Наверху парили фантастического вида дирижабли. Подвешенные на ниточках драконы водили непрерывные хороводы. Рядом с ними висела туманная сфера, закрепленная каким-то неведомым Фрэн способом и подсвеченная неизвестно откуда лившимся светом. Она то парила под разукрашенным потолком много дней подряд, то опускалась за бортик пластикового моря, согласно какому-то таинственному расписанию, составленному хозяевами.
— Я как-то была в одном доме, — сказала Офелия. — У кого-то из друзей отца. Кажется, анестезиолога… У него в подвале была модель железной дороги, жутко сложная. Он бы умер на месте, увидев все это.
— Вон там, я думаю, Королева, — показала Фрэн. — Видишь — в окружении рыцарей.
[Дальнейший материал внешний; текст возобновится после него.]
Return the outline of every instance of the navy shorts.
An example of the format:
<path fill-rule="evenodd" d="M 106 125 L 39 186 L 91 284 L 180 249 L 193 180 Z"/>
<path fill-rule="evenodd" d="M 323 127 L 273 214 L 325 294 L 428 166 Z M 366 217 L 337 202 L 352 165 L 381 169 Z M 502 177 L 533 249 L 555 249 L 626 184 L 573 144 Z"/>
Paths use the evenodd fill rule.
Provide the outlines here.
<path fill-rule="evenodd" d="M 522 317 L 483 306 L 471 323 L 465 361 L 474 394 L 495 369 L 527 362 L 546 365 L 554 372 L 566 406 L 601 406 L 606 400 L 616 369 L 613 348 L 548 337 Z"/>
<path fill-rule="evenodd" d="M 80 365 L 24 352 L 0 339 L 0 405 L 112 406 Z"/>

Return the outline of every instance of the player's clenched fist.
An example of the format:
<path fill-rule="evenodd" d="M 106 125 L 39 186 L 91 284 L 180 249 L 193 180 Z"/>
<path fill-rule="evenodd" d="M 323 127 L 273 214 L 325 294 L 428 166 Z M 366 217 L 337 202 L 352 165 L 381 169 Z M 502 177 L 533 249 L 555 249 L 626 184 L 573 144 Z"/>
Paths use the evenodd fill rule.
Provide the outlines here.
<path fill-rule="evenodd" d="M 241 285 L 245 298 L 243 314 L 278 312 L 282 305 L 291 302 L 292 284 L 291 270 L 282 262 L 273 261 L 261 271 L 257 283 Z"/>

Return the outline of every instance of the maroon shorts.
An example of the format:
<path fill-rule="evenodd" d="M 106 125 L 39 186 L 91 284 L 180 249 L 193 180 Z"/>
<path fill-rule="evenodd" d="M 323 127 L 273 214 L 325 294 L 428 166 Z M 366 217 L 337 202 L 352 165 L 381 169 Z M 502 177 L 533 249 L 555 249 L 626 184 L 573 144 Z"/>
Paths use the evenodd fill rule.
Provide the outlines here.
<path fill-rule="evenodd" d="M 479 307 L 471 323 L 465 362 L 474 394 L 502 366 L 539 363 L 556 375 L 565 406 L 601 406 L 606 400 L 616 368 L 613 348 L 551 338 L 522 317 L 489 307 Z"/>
А вон еще одна, гораздо меньше. Интересно, кто в конце концов победил?
— Может, сражение еще не состоялось? — предположила Офелия. — Или оно сейчас в самом разгаре?
— Возможно, — согласилась Фрэн. — Жаль, нет какой-нибудь книги, в которой бы объяснялось, что происходит. Идем. Покажу тебе комнату, в которой можно спать.
Они поднялись по лестнице. Будь смела, будь смела, но не слишком. Ковер из моха на втором этаже уже выглядел потрепанным.
— На прошлой неделе я целый день простояла на четвереньках, пока мыла пол. Ну а на следующий день они, разумеется, залили тут все грязью и черт знает чем еще. Конечно, не им же придется все это убирать.
— Я могу помочь, — предложила Офелия. — Если хочешь.
— Вообще-то я не думала просить тебя о помощи. Но раз сама предлагаешь, пожалуй, соглашусь. За первой дверью ванная комната, — сказала Фрэн. — В туалете нет ничего необычного. Но за ванну поручиться не могу. Мне никогда не доводилось в ней сидеть.
Она открыла вторую дверь.
— А спать можно здесь.
Это была великолепная комната, вся в золотых, розовых и мандариновых тонах. Стены украшали разнообразные листья и лозы, выполненные из платьев, футболок и прочих тряпок. Мать Фрэн почти целый год моталась по комиссионным магазинам, подбирая одежду по узорам, текстуре и цвету. Между листьями шныряли змейки и рыбки, покрытые сусальным золотом. Фрэн помнила: когда утром всходило солнце, все это великолепие делалось таким ослепительно ярким, что на него было больно смотреть.
На кровати лежало сумасшедшего вида розовое с золотым стеганое одеяло. Сама кровать по форме напоминала лебедя. У ее изножья стоял плетеный сундук, куда можно было складывать одежду. Матрас был набит вороньим пухом. Фрэн помогала матери отстреливать ворон и ощипывать их. По ее подсчетам, они убили около сотни птиц.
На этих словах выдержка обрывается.